I finally have a scanner now! Which means I can show you this graphic that Jay Lake drew for me on a napkin at a restaurant something like five years ago, and that I’ve kept on my corkboard ever since. This, my friends, is Jay Lake’s tub.
I was reading a post on another forum about someone who felt down in their writing career right now, and goddamn, do I know what that feels like. Five years ago, before I’d even written Nightshifted, but after nine other books and hundreds of short stories and huuuundddreeeds of rejections, I was feeling down and out too. I’d gotten a few short stories sold, but no novels, and I wasn’t selling reliably. But I had the good luck to be out with Jay and he took out a pen and drew this tub for me.
The tub’s the tub, the dashed line across it is the Line of Publication, and the faucet is you — or, me. The faucet’s the only thing you really have control over, how many words you pour into the tub. When you’re just starting out filling up your tub, the publication line is sooo far up, there’s no way you can hit it for awhile. You just have to keep writing.
Once you get a little good, sometimes waves will crest the line — but just as often (or more often!) they won’t. And this is the Most Depressing Time as an author, for some inexplicable reason. There’s something about finally getting one or two acceptances that makes it feel like you’ve made it — like you’ve sprinted across some line, never to return to the other side. But unfortunately a writing career isn’t like that. You cross the line once, and then sometimes it’s silence and rejection for years. This is when you break down, because before that sale, you were simply just Not Good Enough. It sucked, but at least it made sense. Once you’ve made a sale or two and then can’t seem to replicate it again no matter how hard you try — that’s when you start to doubt your sanity. What metric should you be judging yourself by? You’re the same writer who made those sales, aren’t you? Do you suddenly suck now? Were those editors being nice? Was it luck? Are you a flash in the pan? Is your career over already?!!?!?

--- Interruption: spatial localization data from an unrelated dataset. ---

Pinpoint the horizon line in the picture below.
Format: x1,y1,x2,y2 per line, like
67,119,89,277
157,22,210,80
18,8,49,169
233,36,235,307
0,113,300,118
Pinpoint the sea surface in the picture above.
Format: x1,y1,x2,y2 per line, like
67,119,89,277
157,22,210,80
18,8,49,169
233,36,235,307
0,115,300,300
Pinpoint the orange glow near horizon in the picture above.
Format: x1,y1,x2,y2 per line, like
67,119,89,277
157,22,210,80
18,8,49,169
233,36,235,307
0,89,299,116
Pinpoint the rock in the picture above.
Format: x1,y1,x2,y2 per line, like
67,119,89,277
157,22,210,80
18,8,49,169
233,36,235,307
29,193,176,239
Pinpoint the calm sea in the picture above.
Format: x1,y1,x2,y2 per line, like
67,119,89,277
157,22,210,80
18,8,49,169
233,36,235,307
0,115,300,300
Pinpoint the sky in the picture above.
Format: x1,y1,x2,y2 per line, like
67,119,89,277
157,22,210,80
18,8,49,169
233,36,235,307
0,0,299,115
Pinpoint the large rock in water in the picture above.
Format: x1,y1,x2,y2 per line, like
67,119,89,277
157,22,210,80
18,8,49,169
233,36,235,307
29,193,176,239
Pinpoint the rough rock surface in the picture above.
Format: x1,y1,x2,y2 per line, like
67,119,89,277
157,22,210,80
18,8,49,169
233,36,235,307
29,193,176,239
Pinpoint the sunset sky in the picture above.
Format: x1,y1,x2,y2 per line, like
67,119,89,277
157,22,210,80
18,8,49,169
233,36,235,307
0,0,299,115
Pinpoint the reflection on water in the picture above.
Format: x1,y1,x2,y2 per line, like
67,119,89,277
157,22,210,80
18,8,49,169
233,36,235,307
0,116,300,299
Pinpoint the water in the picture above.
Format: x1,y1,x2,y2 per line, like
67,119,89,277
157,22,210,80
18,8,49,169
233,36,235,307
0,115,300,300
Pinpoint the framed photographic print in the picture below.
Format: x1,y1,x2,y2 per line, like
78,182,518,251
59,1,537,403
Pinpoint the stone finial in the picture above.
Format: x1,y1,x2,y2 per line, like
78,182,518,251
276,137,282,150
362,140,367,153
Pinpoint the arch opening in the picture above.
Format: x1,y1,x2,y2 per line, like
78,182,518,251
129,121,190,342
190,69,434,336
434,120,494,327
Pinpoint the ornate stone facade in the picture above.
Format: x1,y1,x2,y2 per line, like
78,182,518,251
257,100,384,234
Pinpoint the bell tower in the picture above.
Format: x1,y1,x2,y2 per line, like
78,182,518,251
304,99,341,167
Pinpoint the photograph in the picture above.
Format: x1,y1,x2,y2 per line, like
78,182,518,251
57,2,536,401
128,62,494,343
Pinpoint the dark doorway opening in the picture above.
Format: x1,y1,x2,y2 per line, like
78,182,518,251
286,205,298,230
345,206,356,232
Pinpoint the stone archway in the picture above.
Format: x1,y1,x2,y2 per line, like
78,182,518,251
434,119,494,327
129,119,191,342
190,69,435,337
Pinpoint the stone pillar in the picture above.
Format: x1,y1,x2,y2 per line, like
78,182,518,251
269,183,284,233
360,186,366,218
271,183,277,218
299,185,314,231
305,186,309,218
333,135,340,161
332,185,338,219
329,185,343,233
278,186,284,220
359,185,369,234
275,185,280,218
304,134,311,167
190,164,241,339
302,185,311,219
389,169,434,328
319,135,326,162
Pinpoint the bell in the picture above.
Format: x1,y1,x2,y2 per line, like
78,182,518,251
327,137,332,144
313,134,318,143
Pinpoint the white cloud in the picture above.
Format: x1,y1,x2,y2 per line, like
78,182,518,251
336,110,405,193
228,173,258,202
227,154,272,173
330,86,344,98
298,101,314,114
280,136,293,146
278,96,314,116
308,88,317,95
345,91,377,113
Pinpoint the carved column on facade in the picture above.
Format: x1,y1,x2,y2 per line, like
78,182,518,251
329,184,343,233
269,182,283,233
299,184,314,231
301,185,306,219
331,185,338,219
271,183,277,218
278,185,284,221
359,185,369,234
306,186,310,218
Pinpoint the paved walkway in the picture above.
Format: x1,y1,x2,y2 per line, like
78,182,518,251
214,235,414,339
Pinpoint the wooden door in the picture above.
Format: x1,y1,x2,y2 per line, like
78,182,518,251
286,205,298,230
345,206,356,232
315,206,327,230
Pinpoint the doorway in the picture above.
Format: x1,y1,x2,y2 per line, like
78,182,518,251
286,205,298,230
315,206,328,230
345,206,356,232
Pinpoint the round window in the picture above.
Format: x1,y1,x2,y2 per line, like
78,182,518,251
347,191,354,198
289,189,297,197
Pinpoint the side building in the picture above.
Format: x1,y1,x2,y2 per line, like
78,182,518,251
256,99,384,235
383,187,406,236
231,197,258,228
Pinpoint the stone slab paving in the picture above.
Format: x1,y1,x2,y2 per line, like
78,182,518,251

Of course you want to decode your situation, to try to understand it — when really there’s nothing to understand. Your water line just isn’t high enough yet. But when you’re splashing around in the depths of the tub, sometimes that’s hard to see.
Everyone’s tub is different (and yeah, being self-aware and growing as a writer is important, but that would be/will be a whole other series of posts) but in general, if you pour enough water in, things eventually work out.
Keep pouring, people :D (and I’m super happy to get to share this with y’all after all this time!)
(Tacked on journal progress note ;): 10% done with the 2nd draft for Bloodshifted, and OMG Shapeshifted is out in six days!!!)